The FMLA administrator alerted the employer of the situation and on August 21, 2015, the employee was charged with falsifying his FMLA documents and suspended pending an investigation. A hearing was held on August 26, and on September 8 the hearing officer informed him that he was being terminated for falsifying his FMLA paperwork. His union appealed, but the Public Law Board (who had jurisdiction over the dispute under the Railway Labor Act) affirmed the discharge.

Not fired because of migraines. The employee failed to offer any factual support for his conclusory assertion that he was fired because he had migraine headaches. Notably, the third-party administrator processed his FMLA requests and there was no indication that his superiors or other decisionmakers were aware that he suffered migraine headaches prior to the FMLA investigation. Indeed, by the time his supervisor became aware of his medical condition, the third-party administrator had obtained his physician assistant’s letter and told his employer that he likely altered the certification forms.

No suggestion of pretext. There was also no evidence suggesting the reason for his termination―falsifying of his FMLA paperwork―was pretext for disability bias. Both presiding officers at his internal Public Law Board hearings concluded that he falsified his FMLA certification. He also acknowledged that he personally added information to the FMLA form.

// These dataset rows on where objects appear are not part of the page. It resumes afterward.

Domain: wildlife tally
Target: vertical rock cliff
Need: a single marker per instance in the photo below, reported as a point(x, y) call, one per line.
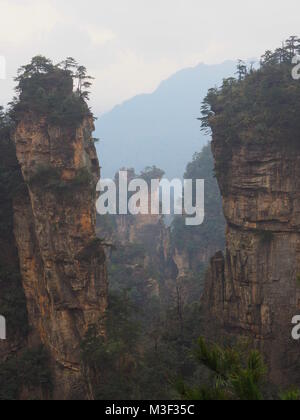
point(62, 263)
point(254, 289)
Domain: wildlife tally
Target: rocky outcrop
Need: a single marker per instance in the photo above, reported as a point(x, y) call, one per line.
point(12, 298)
point(62, 263)
point(253, 290)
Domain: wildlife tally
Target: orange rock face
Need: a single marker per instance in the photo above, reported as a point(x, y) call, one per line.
point(62, 265)
point(253, 290)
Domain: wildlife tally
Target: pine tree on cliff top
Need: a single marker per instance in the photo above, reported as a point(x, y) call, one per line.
point(262, 105)
point(47, 89)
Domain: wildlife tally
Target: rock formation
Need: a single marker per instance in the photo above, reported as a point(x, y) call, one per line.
point(62, 262)
point(254, 290)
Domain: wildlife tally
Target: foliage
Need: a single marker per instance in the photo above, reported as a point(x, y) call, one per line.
point(261, 105)
point(29, 371)
point(47, 90)
point(50, 178)
point(237, 373)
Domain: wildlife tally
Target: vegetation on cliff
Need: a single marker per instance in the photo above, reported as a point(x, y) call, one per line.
point(236, 373)
point(261, 104)
point(57, 92)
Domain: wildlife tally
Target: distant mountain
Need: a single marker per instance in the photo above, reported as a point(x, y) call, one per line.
point(160, 128)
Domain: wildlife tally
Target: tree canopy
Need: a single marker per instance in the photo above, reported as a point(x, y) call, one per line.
point(260, 104)
point(56, 91)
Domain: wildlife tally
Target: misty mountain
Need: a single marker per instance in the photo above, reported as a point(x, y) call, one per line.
point(160, 128)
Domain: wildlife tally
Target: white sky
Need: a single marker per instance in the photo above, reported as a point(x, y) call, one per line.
point(131, 45)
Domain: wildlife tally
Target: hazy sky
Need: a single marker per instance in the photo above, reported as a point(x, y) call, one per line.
point(131, 45)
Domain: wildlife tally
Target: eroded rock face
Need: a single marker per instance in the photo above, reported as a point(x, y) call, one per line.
point(254, 290)
point(62, 263)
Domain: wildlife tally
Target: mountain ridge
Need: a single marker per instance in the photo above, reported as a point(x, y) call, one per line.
point(159, 128)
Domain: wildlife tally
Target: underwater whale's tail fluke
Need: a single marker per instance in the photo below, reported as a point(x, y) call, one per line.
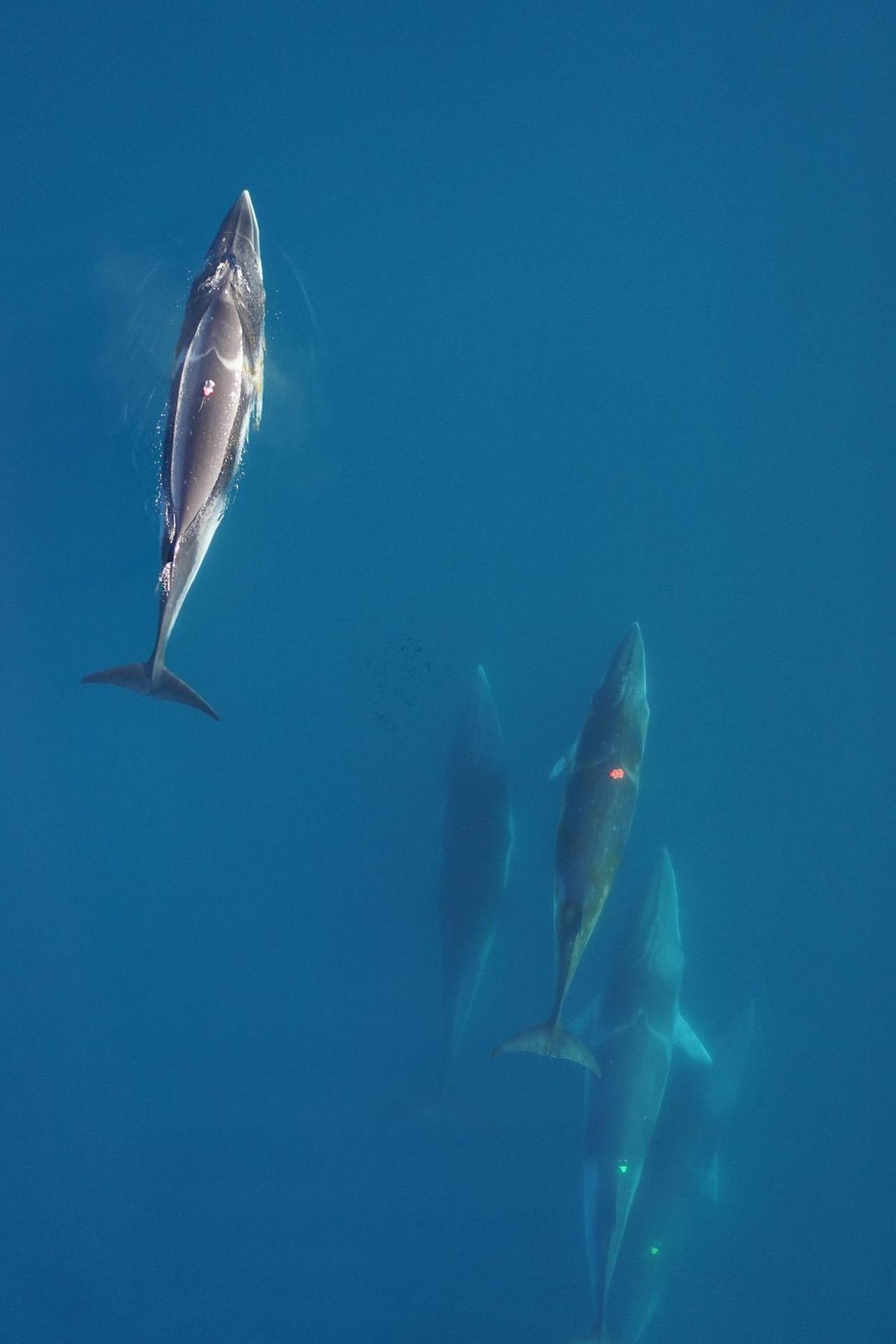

No failure to accommodate. He also failed to show that his employer “refused to engage in the interactive process.” While finding it unnecessary to determine whether FMLA leave would be deemed a reasonable accommodation under the ADA, the court noted that he enjoyed several years of approved FMLA leave without incident. It was also undisputed that the company was willing to grant him leave for his 2015 anticipated absences had he not had these troublesome issues with his latest FMLA form. In sum, he alone was “the author of his own tale of woe.”

No inference of FMLA retaliation. The employee also could not establish that he was retaliated against for requesting FMLA leave since there was no evidence of a pattern of antagonism against him for any reason, let alone for taking FMLA leave. The company undisputedly supported his taking FMLA leave for years before this issue arose and there was no indication that it planned to resist his latest request. Rather, the trouble only began only after the doctoring of his FMLA form came to light via the third-party administrator.

The short temporal proximity between his employer’s becoming aware of the issues with his FMLA leave request and his termination (roughly two weeks) also was not enough to suggest a causal connection. Because his termination was the result of an investigation, and it took the company two weeks to conduct a hearing and reach a decision, that short time period was not in and of itself “unusually suggestive” of retaliatory motive.

No ulterior motive. Finally, the record did not suggest that the employer’s proffered reason for terminating him was used as pretext to retaliate against him for requesting FMLA leave. The court squarely rejected his assertion that that the employer never proved that he falsified the paperwork and that it should have interrogated the physician assistant. It was not enough for him to simply show that the decision was wrong or mistaken and the company appropriately relied upon information received from its FMLA administrator before suspending him from duty. Moreover, it didn’t terminate him until after a completed investigation and hearing, and a statutory arbitration body affirmed its decision.